The audacity of that customer shocked me. The nerve! Having not received an answer from me this morning about the sling’s width, she had decided on purpose to wait her turn, when I would be pre-occupied, to come and get her measurement herself, without permission! Now, dear readers, you have to understand that the show management has always had a strict “no photography, no videography without permission” policy in place. This is designed to protect the ideas of hard-working designers so that crafty do-it-yourselfers won’t come into the place, snap a photo, and then head to the privacy of their home to “duplicate” that great item. To me, boldly pulling out a measuring tape was just as bad, if not worse, than snapping a photo; the intention was still the same. With that thought, I left T. in charge of the booth and immediately went off to find management, to relay the story. They sympathised with me, and said that if I saw either that daughter or mother on the Show floor, to alert security, who would have a word with them. But what would have been the point? With her measurement already tucked in her mind, she was already long gone, and would have no reason to return. My only triumphant thought was that in her rush to grab that number without being seen by me, she had measured too hastily, and had come up with an incorrect measurement! I wonder how safe that baby will feel in a sling made with a wrong measurement . . .

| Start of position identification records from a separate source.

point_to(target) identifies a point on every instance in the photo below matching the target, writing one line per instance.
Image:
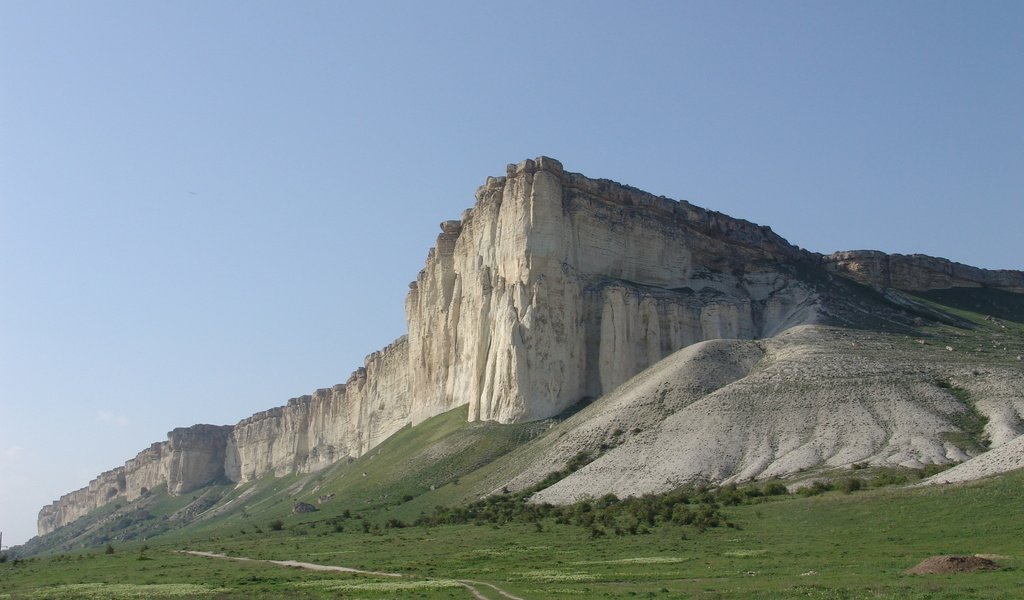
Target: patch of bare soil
(952, 564)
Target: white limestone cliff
(553, 288)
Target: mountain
(668, 343)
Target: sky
(208, 208)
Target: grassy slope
(851, 546)
(856, 544)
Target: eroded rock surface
(553, 288)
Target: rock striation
(192, 457)
(553, 288)
(918, 272)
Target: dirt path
(469, 585)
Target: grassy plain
(830, 546)
(834, 546)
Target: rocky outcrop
(314, 431)
(553, 288)
(918, 272)
(192, 457)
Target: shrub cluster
(699, 508)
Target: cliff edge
(553, 288)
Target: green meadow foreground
(835, 545)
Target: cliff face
(312, 432)
(555, 287)
(192, 458)
(918, 272)
(552, 288)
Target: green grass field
(830, 546)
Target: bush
(851, 484)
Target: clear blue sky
(207, 208)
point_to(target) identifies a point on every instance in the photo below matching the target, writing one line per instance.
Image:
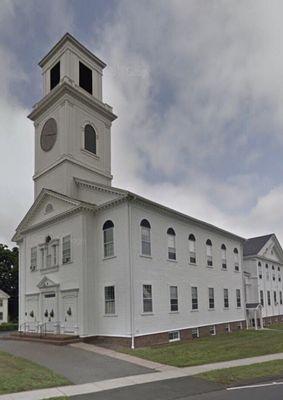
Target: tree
(9, 277)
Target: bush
(8, 326)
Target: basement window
(85, 79)
(55, 75)
(174, 336)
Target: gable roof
(4, 295)
(253, 246)
(77, 204)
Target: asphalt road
(186, 389)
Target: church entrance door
(50, 312)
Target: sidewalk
(109, 384)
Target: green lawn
(223, 347)
(278, 326)
(242, 375)
(18, 374)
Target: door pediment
(46, 283)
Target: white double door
(50, 312)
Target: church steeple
(72, 124)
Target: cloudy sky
(198, 89)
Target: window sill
(49, 269)
(145, 256)
(110, 315)
(109, 257)
(89, 153)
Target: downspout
(131, 275)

My only consolation after these two experiences was that I’m certainly not the only one to have gone through that. It’s amazing, once you rant and complain, how many other similar stories you hear from other designer friends, on the topic of idea-stealing competitors and customers. So, what did I learn from this year’s show? It’s a tough world out there in consumer retail, especially during a bad economy. We all have to survive, some of us in different ways than others.